— Ничего я тебе не наплел…
— Да? Может, не ты сказал, что квартира ее на мужа записана? И что в залог ее под бабки для твоего выкупа никак отдать нельзя? Думал, десятью тысячами отделаешься, да? И все?
— Валер, не трогай эту женщину…
— А что? Дорога, как память? Нет уж, красавчик, так дело не пойдет. Мне, между прочим, очень срочно деньги нужны. Начал дело — доводи его до логического конца, понял?
— Да не начинал я с ней никакого такого дела! Я вообще от нее ничего не хотел!
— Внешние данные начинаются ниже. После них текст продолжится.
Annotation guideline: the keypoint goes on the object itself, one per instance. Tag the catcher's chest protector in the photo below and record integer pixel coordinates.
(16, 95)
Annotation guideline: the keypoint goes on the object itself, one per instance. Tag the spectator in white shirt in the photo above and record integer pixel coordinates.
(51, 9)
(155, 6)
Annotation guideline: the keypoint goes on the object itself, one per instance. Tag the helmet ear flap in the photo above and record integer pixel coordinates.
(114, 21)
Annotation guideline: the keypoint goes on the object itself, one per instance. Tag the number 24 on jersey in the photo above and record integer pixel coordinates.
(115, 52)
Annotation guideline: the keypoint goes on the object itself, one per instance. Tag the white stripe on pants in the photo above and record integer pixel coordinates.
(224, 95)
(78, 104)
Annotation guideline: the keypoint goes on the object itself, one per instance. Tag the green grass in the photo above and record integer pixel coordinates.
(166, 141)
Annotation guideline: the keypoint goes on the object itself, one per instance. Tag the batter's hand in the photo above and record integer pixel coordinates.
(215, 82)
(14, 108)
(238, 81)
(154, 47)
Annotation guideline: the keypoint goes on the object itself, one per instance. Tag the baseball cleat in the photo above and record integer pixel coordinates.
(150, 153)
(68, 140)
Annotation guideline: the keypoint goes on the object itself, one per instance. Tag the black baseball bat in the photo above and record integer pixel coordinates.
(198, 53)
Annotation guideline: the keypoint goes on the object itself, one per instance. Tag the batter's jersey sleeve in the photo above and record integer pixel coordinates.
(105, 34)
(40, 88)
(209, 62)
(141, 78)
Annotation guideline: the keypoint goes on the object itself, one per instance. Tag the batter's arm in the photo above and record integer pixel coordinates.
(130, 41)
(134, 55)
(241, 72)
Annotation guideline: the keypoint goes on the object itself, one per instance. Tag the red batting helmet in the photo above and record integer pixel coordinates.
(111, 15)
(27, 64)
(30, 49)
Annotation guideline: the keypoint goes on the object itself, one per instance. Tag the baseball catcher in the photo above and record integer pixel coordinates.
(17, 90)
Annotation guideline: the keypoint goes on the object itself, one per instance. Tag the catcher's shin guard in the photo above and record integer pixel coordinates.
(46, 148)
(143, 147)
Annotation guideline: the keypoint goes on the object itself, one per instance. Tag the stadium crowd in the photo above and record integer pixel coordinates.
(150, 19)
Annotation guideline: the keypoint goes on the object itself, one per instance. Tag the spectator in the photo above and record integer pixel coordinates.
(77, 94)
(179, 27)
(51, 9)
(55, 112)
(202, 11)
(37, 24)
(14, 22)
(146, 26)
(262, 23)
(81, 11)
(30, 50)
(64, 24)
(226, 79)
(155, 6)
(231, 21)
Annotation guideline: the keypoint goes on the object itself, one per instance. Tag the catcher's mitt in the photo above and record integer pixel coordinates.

Да она и не из таких…
— Из каких — не из таких?
— Ну… Не из тех, кто ради наличия рядом с собой красивого мужика станет на амбразуру бросаться. Она и без этой амбразуры одна не останется. Умная, красивая. Да и постелью особо не озабоченная. Так, в меру все. Нормальная, в общем, баба. Не наша с тобой клиентка. И вообще, я не понял… Ты деньги у нее, что ли, взял, Валер?
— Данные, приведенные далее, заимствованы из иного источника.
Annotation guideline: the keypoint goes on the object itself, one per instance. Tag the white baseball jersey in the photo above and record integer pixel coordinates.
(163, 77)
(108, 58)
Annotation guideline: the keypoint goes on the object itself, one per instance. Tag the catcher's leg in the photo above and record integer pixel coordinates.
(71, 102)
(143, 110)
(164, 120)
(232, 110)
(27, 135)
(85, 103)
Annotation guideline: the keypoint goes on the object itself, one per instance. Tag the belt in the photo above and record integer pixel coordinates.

— Ну да. Взял. Десять тысяч баксов за твое освобождение. Отдала, как миленькая. Вот видишь! А ты — не будет, не будет… Да все, все бабы в этом смысле одинаковы! Любви к такому, как ты, красавчику все считают себя достойными. И все ее хотят одинаково, независимо от красоты и возраста. И платят, как миленькие…
— Ну и сволочь же ты…
— Это я — сволочь? А ты уверен в том, что именно я — сволочь? Я-то как раз из нас двоих белее ангела. Это же не я одним махом охмуряю знойных мадамок Грицацуевых, а потом исчезаю из их жизни надолго. Это не я опрометчиво попадаю в разные якобы переплеты, и бедные влюбленные мадамки опрометью бегут к банкирам оформлять бешеные займы под залог своих квартир. Конечно, я согласен — не без моего трогательного участия все это происходит. Но разводишь-то их на любовь во спасение ты, Стас. Ты, а не я! Так кто из нас больше сволочь, скажи? Да если только вспомнить недавний совсем, летний, так сказать, случай… Бедная сорокалетняя неврастеничка Алиса! Ты знаешь, как она страдала, когда ты исчез из ее жизни? Как страстно умоляла меня спасти тебя, то есть у злых бандюганов выкупить? Ее даже и уговаривать на залог шикарной пятикомнатной квартиры под ссуду не пришлось, сама предложила… Только у меня вопрос к тебе назрел — куда это она потом подевалась, интересно? Когда ты, мною при помощи ее денежек спасенный, должен был по сценарию снова появиться в ее жизни? Ты как хоть ее грохнул-то, красавчик? Красиво, надеюсь? На пикничке отравил? Или утопил в лесном озере?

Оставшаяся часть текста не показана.